Me resisto a convertir mi terraza en una atalaya de envidias, pero miro a mi vecino fumar, con esa despreocupación tan insultante que no puedo menos que alegrarme de haber dejado ese infecto vicio que tanto disfrute me procuraba, reforzar mi decisión citando a Cavafis entre dientes - «Y he bebido un vino fuerte, como beben aquellos que se entregan valerosamente al placer» - mientras contemplo esa otredad esperando que le caiga un piano de cola en la cabeza.
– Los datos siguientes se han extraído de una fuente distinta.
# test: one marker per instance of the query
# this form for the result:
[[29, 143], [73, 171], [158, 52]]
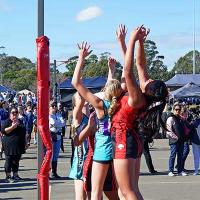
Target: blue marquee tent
[[188, 90], [4, 89], [180, 80], [94, 82]]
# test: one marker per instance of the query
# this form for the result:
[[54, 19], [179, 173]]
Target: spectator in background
[[147, 155], [64, 114], [29, 98], [176, 136], [24, 99], [186, 149], [29, 127], [13, 143], [19, 99], [4, 115], [35, 125], [56, 123], [195, 138], [1, 97], [166, 113]]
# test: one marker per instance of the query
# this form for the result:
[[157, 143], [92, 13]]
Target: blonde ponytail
[[113, 106]]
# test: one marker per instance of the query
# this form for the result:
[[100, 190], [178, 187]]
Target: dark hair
[[156, 94], [156, 90], [14, 108]]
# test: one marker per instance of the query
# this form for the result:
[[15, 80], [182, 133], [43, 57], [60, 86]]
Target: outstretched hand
[[144, 33], [92, 121], [121, 32], [84, 50], [111, 64], [140, 33]]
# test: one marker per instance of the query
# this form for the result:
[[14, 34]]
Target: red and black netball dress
[[125, 139]]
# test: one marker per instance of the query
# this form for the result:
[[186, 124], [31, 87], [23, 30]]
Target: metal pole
[[54, 82], [194, 56], [40, 33]]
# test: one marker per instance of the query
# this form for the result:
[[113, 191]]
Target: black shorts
[[126, 144], [109, 184]]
Cuento con que es prácticamente imposible, pero ahí me quedo, haciendo inventario de sus volutas, que siempre me parecen demasiadas. Seguro que algo he hecho yo para merecer idéntica inquina por su parte: puede que haya escuchado risas procedentes de mi casa o me ha oído hablar y le ha desagradado mi tono (y lo entiendo, créame). Otra vecina comenta, a un volumen al que sólo algunos habitantes de Islandia les ha pasado desapercibido, que si ella bajara al jardín a jugar a la pelota como hacen otros se le caería la cara de vergüenza. La cara y la cadera, añado yo por lo bajini, que ya anda a punto del centenario, Doña Amparo.
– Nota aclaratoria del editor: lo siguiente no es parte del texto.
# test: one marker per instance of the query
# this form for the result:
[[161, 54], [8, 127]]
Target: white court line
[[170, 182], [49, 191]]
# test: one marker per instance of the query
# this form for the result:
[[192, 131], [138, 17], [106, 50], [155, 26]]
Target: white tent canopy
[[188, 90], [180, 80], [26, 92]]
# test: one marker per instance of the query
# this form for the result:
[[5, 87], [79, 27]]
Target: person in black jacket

La España del encierro nos ha obligado a una convivencia intensa, ese codo con codo en el sufrimiento que iguala, pero no se han perdido las esencias. Cada vez menos aplausos, pero la Ley de Propiedad Horizontal, las mascotas paseables y cada semana un añadido más, nos permiten disfrutar de un motivo por el que añorar el cierre rápido de ascensor para no compartirlo con la del segundo. Con una inteligencia indiscutible, en cada tramo nuestro presidente nos añade un nuevo accesorio con el que andar a vueltas entre nosotros, y que pasen los años, como en aquella sevillana clásica, y él que lo vea desde la Moncloa.

Dejó dicho Céline: «Me faltan algunos odios todavía, estoy seguro de que existen». En España, ni lo dudes, Luis Fernando.